Reinige also lieber mal Deine Lüfter und sieh zu, dass diese auch noch vernünftig drehen. Weiterhin würde ich Dir zu ein bis zwei Gehäuselüftern raten. Da bist Du mit ca. 15 Euro sehr gut dabei, hast also nicht das Geld für einen kompletten, neuen Rechner hingelegt


----------



## Bullet1990 (20. September 2008)

> Aber habe ich Dich richtig verstanden, dass Dein Computer nicht komplett ausgeht, bzw. neu bootet?
> Nur der Monitor geht in den Standby?
> Oder geht auch der Rechner in den Standby?



Von außen sieht es so aus, dass er im Standby ist. Der Rechner arbeitet der Bildschirm ist sozusagen aus. Im Standby-Modus braucht man jedoch nur eine Taste drücken dann ist man wieder bei Windows, bei mir jedoch hilft kein klicken und kein Tastendrücken. Sogar ein Reset bringt nichts. Beim Reset bleibt alles Schwarz so wie es war nur das da ein 3-4 maliges Piepen vom BIOS kommt. Die einzige möglichkeit den wieder zum Hochfahren zu bringen ist den Powerknopf gedrückt zu halten oder mal kurz hinten den Schalter auf aus und dann wieder an zu switchen.

Und das mit den Gehäuselüftern ist eine sehr gute Idee danke .


----------



## Karlzberg (20. September 2008)

Ich möchte nicht wissen, was sozusagen ist, ich möchte wissen, was tatsächlich ist 

Der Rechner befindet sich also im Standby-Modus, lässt sich nur nicht mehr reaktivieren?
Oder ist der Rechner im "normalen" Arbeitsmodus, nur *ausschließlich* der Monitor befindet sich im Standby?

Das Piepen Deines Pc-Speakers ist ein sehr wichtiger Hinweis, achte also mal ganz genau auf das Piepen. Bisher tendiere ich sehr stark in Richtung defekter GraKa. Verwunderlich wäre das auch nciht, wenn -wie Du selbst sagst- Deine GraKa schon bis zu 120°C heiß wurde.

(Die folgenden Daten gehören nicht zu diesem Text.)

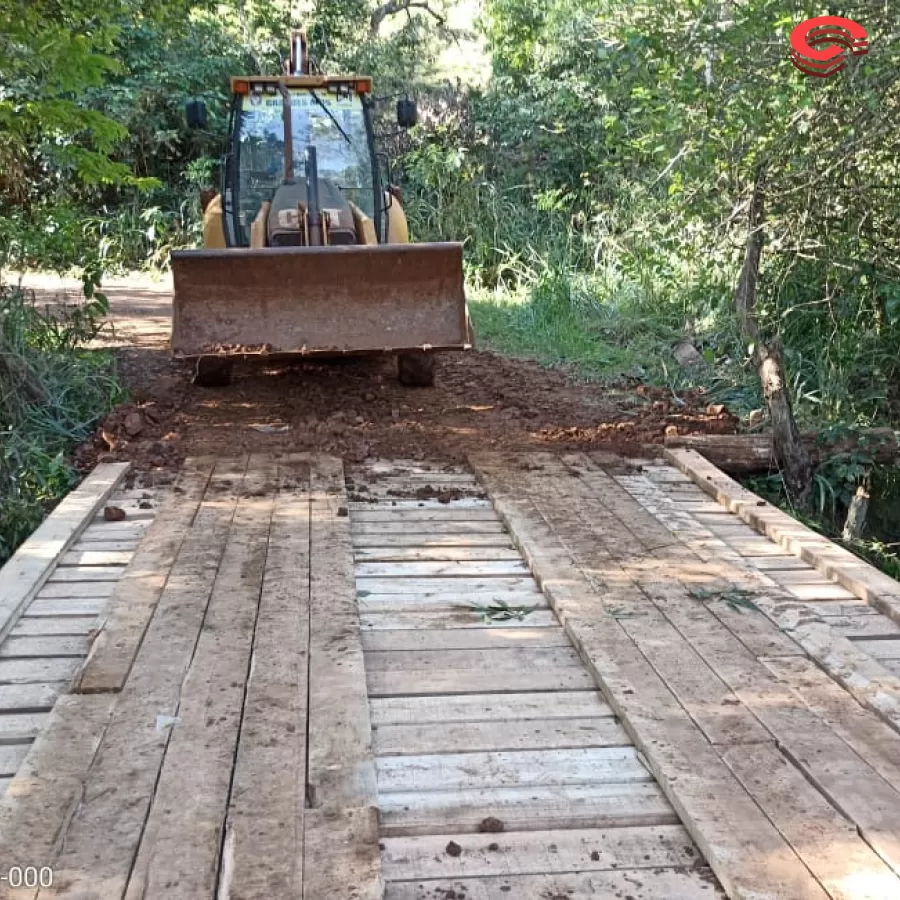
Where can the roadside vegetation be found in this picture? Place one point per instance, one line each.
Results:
(641, 197)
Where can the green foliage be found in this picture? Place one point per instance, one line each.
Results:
(52, 391)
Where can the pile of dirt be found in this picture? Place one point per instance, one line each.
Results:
(357, 409)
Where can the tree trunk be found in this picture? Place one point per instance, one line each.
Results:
(790, 453)
(856, 515)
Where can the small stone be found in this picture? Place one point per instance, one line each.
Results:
(134, 424)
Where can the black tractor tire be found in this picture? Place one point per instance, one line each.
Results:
(212, 371)
(416, 369)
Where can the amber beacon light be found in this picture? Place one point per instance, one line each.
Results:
(837, 34)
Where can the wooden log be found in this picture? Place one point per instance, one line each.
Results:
(747, 454)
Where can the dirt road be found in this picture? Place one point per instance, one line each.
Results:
(356, 408)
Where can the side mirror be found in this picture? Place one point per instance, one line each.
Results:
(407, 114)
(195, 113)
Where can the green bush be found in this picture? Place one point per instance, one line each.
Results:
(52, 392)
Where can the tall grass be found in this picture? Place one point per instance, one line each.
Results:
(52, 392)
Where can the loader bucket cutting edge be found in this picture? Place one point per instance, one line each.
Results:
(308, 301)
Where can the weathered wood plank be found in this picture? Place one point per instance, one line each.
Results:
(519, 768)
(532, 808)
(480, 570)
(23, 671)
(426, 587)
(487, 708)
(81, 557)
(341, 772)
(461, 616)
(463, 639)
(135, 596)
(823, 838)
(81, 626)
(48, 787)
(747, 853)
(488, 661)
(34, 697)
(179, 850)
(101, 839)
(33, 563)
(418, 682)
(639, 884)
(433, 554)
(266, 808)
(538, 852)
(528, 734)
(53, 645)
(86, 573)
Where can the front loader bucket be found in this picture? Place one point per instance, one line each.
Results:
(319, 300)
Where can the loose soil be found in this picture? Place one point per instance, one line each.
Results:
(356, 408)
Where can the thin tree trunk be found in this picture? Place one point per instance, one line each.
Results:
(790, 453)
(856, 515)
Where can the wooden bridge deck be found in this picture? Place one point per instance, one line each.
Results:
(555, 684)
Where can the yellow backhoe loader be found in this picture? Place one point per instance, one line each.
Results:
(306, 250)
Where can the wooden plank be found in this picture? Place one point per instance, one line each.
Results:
(424, 541)
(11, 757)
(638, 884)
(114, 531)
(341, 858)
(538, 852)
(107, 546)
(488, 662)
(401, 526)
(83, 626)
(426, 587)
(781, 564)
(50, 646)
(818, 591)
(414, 682)
(17, 727)
(86, 573)
(463, 639)
(385, 513)
(447, 618)
(747, 853)
(32, 564)
(77, 607)
(81, 557)
(266, 809)
(532, 808)
(341, 770)
(479, 570)
(520, 768)
(469, 607)
(101, 839)
(419, 553)
(48, 787)
(874, 741)
(136, 595)
(74, 590)
(179, 849)
(487, 708)
(885, 649)
(529, 734)
(35, 697)
(823, 838)
(23, 671)
(862, 579)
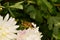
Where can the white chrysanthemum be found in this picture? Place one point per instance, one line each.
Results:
(7, 28)
(29, 34)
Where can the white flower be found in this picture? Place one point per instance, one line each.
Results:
(7, 28)
(29, 34)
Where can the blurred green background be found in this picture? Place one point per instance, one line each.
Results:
(44, 13)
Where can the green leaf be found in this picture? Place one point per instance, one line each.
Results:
(17, 5)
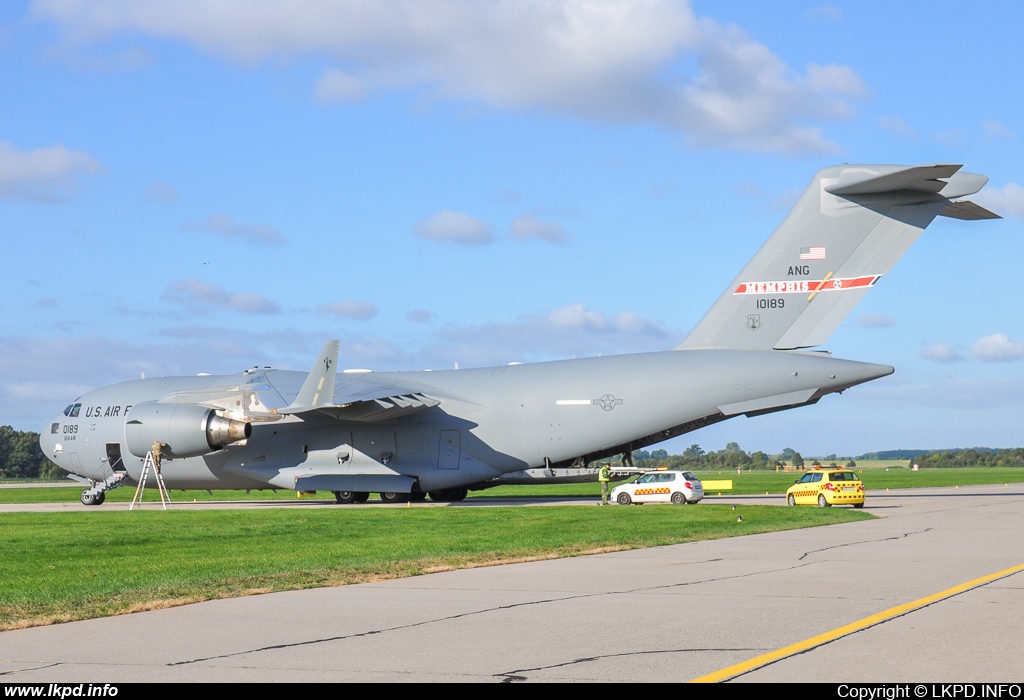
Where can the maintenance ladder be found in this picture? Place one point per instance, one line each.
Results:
(165, 496)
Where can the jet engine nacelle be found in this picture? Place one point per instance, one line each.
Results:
(187, 430)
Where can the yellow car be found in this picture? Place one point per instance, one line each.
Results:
(827, 487)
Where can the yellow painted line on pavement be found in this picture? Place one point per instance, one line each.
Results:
(770, 657)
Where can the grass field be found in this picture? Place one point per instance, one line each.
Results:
(742, 484)
(67, 566)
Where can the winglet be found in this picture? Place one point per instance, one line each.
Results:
(317, 390)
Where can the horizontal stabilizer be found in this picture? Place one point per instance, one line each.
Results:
(968, 211)
(847, 230)
(892, 178)
(794, 398)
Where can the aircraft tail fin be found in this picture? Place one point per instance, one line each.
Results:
(850, 226)
(317, 390)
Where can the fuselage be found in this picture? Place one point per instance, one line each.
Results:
(487, 422)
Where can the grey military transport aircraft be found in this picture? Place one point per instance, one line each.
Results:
(409, 434)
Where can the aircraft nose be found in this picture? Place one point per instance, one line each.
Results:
(49, 438)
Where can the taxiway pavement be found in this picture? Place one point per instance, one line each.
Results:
(664, 614)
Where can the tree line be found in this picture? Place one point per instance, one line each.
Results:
(20, 456)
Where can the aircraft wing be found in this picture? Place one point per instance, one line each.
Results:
(357, 396)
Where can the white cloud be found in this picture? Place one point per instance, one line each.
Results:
(619, 60)
(47, 174)
(349, 309)
(875, 320)
(1006, 201)
(335, 85)
(941, 353)
(528, 226)
(421, 316)
(194, 293)
(449, 226)
(996, 348)
(996, 130)
(225, 226)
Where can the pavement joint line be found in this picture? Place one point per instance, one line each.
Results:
(869, 621)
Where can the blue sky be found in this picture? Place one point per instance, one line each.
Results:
(192, 186)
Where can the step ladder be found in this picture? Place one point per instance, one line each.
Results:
(165, 496)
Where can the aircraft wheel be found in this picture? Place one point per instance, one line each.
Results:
(449, 495)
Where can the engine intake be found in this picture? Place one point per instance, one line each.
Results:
(186, 429)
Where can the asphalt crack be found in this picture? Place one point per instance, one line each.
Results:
(863, 541)
(515, 675)
(483, 611)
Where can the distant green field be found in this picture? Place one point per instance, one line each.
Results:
(67, 566)
(749, 483)
(745, 483)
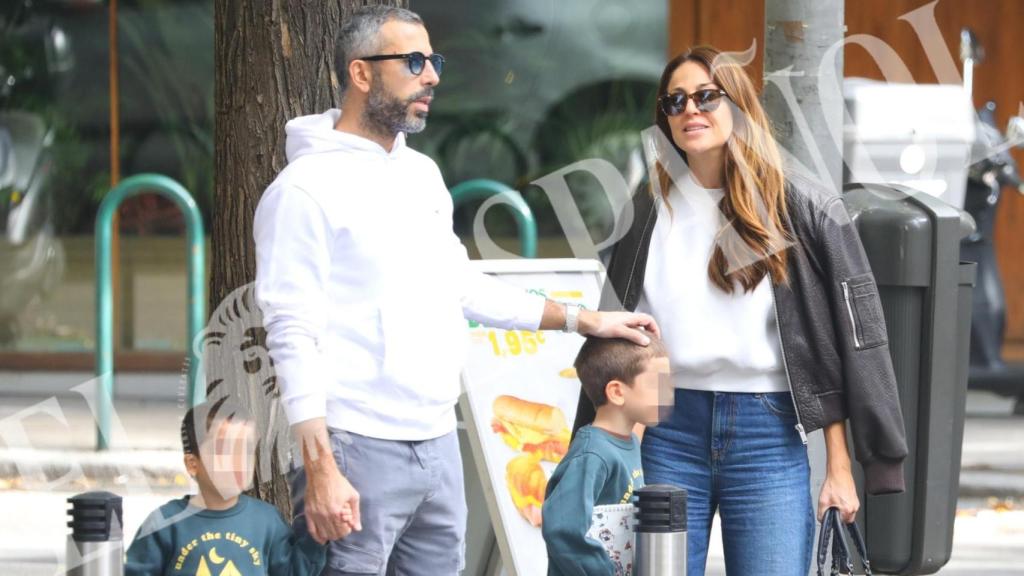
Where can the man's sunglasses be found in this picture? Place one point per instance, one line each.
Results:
(706, 100)
(416, 60)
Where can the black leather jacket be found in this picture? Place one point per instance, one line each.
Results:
(833, 331)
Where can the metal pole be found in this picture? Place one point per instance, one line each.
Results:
(196, 236)
(95, 546)
(809, 123)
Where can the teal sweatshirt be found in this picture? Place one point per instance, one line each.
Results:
(599, 468)
(249, 538)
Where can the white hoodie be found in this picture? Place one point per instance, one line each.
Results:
(365, 287)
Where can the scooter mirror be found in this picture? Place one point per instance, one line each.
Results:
(1015, 131)
(971, 47)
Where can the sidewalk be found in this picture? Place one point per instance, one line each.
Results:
(53, 459)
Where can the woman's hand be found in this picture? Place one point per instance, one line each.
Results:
(839, 490)
(617, 325)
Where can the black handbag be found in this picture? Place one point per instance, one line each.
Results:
(832, 531)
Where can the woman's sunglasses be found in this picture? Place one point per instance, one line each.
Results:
(416, 60)
(706, 100)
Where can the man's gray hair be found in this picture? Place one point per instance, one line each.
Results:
(359, 36)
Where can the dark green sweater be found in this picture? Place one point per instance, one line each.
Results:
(598, 469)
(249, 538)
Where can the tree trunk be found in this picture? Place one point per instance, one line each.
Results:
(803, 92)
(274, 60)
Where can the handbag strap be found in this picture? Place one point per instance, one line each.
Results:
(825, 535)
(858, 542)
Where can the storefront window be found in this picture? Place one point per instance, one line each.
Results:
(532, 86)
(55, 164)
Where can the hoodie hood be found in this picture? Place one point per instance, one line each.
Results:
(315, 134)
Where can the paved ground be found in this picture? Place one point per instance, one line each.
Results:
(47, 438)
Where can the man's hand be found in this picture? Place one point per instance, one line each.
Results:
(332, 503)
(619, 325)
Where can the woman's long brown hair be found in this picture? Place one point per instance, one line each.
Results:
(753, 242)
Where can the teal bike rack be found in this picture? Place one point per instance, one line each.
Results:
(134, 186)
(481, 189)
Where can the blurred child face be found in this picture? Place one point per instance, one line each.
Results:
(650, 398)
(226, 458)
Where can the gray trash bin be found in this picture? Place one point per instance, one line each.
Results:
(912, 242)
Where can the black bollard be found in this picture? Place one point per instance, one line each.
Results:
(95, 546)
(660, 531)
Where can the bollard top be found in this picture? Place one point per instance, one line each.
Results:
(660, 507)
(95, 517)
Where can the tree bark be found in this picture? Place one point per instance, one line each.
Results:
(803, 92)
(274, 60)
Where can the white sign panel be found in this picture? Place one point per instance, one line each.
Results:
(520, 400)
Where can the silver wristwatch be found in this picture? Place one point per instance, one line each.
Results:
(571, 319)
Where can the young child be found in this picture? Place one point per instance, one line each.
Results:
(628, 384)
(220, 531)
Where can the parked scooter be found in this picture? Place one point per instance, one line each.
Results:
(992, 170)
(32, 258)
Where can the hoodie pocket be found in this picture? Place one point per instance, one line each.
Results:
(863, 306)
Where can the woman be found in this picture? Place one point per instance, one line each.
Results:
(773, 322)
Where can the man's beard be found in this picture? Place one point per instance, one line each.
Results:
(387, 115)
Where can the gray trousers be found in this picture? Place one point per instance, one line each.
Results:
(412, 504)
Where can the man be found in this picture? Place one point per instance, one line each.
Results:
(365, 290)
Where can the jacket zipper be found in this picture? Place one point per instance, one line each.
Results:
(785, 366)
(849, 310)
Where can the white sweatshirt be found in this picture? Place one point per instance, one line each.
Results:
(717, 341)
(365, 287)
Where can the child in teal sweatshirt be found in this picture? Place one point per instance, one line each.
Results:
(628, 384)
(220, 531)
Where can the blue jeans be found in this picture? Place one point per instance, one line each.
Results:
(740, 454)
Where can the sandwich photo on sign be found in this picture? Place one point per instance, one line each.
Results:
(531, 427)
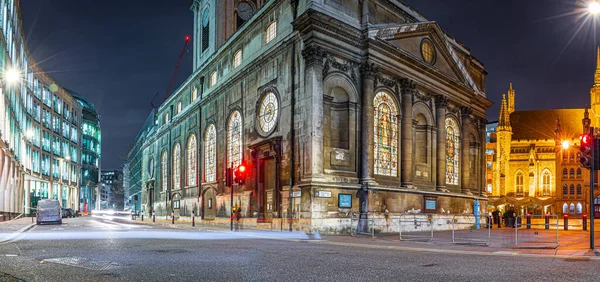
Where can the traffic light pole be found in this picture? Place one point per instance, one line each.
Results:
(592, 172)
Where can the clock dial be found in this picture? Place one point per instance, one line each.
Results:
(245, 11)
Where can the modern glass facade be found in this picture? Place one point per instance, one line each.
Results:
(39, 126)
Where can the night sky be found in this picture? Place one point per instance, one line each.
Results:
(119, 54)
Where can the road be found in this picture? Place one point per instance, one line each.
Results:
(93, 249)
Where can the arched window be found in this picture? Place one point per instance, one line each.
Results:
(234, 142)
(546, 183)
(453, 153)
(192, 168)
(385, 159)
(210, 157)
(164, 164)
(519, 183)
(237, 59)
(177, 167)
(572, 173)
(572, 189)
(271, 32)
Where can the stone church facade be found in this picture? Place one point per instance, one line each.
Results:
(320, 99)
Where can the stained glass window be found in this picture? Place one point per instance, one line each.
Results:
(452, 152)
(268, 113)
(177, 167)
(210, 157)
(386, 135)
(164, 165)
(192, 160)
(234, 144)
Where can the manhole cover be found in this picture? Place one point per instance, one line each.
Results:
(84, 263)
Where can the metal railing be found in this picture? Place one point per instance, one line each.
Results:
(545, 235)
(415, 227)
(469, 229)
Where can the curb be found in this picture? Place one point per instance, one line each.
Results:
(17, 233)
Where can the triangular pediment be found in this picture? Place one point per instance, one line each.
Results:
(448, 58)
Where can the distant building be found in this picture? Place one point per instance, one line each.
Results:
(112, 193)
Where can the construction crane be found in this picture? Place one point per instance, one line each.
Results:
(181, 55)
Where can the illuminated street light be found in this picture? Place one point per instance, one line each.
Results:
(594, 8)
(12, 76)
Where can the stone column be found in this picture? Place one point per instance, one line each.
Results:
(368, 71)
(441, 102)
(465, 149)
(313, 87)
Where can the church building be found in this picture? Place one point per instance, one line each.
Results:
(321, 99)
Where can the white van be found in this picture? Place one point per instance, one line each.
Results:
(48, 210)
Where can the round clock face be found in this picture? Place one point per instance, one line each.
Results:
(245, 11)
(205, 18)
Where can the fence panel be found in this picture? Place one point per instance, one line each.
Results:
(537, 233)
(469, 229)
(415, 227)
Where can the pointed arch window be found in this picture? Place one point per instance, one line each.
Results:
(210, 157)
(453, 152)
(386, 135)
(164, 164)
(177, 167)
(234, 144)
(192, 157)
(546, 183)
(519, 184)
(572, 189)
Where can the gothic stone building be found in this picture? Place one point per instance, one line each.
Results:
(532, 163)
(320, 98)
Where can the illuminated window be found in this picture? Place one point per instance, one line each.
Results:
(386, 135)
(519, 184)
(192, 160)
(428, 51)
(237, 59)
(453, 152)
(213, 79)
(271, 32)
(194, 94)
(164, 165)
(177, 167)
(546, 183)
(234, 144)
(210, 158)
(268, 113)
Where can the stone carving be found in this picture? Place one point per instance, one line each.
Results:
(313, 54)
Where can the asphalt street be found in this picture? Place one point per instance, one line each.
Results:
(97, 249)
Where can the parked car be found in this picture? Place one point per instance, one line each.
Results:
(68, 213)
(48, 210)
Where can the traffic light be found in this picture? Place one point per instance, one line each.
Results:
(241, 173)
(585, 150)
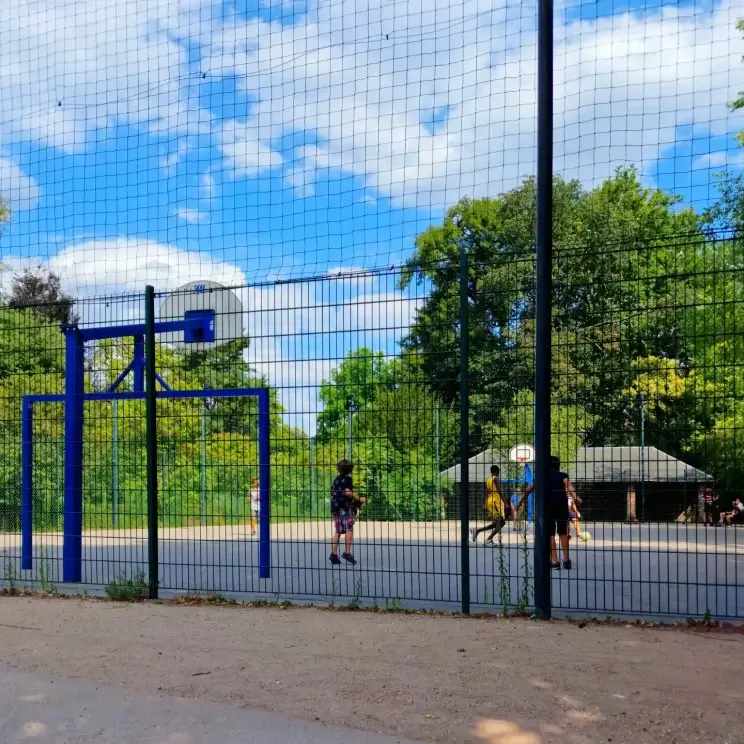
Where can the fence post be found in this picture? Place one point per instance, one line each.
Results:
(72, 544)
(115, 467)
(464, 437)
(203, 468)
(151, 442)
(543, 303)
(27, 484)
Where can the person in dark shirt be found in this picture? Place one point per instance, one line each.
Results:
(711, 508)
(556, 511)
(343, 500)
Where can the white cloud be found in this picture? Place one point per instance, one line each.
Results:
(366, 86)
(98, 267)
(194, 216)
(245, 154)
(299, 331)
(422, 101)
(19, 190)
(68, 68)
(207, 186)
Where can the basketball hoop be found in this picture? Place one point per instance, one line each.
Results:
(217, 305)
(522, 453)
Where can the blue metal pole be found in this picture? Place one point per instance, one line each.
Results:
(203, 469)
(264, 487)
(531, 497)
(151, 444)
(72, 546)
(27, 489)
(115, 470)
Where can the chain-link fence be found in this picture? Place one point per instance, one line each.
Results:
(366, 367)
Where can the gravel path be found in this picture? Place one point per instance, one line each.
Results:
(422, 677)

Eine Liste der Pieptöne findest Du hier:
http://www.its05.de/computerwissen-computerhilfe/pc-technik/bios/bios_fehlermeldung.html
Vergleiche Dein Piepen mal mit dieser Liste.


----------



## Bullet1990 (24. September 2008)

Also es piept 3oder 4 mal mal meine ich. In der letzten Zeit hatte ich keine Probleme.
Es muss eins von beiden sein "dreimal


ein Fehler ist aufgetreten innerhalb der ersten 64 kB , Basisspeicher ist defekt

viermal


Fehler im System-Timer"

Wenn der Rechner so absürzt sieht es von außen aus als ob der Rechner sich im Standby befindet. Es sieht aber nur so aus, da der Bildschirm schwarz ist (das Lämpchen blinkt so wie immer, wenn man vergisst beim Ausschalten den Powerknopf des Bildschirms zu drücken) und der Rechner noch läuft. Der Rechner läuft aber nicht richtig, da ich ja einen schwarzen Bildschirm habe, obwohl das Powerlämpchen leuchtet.


----------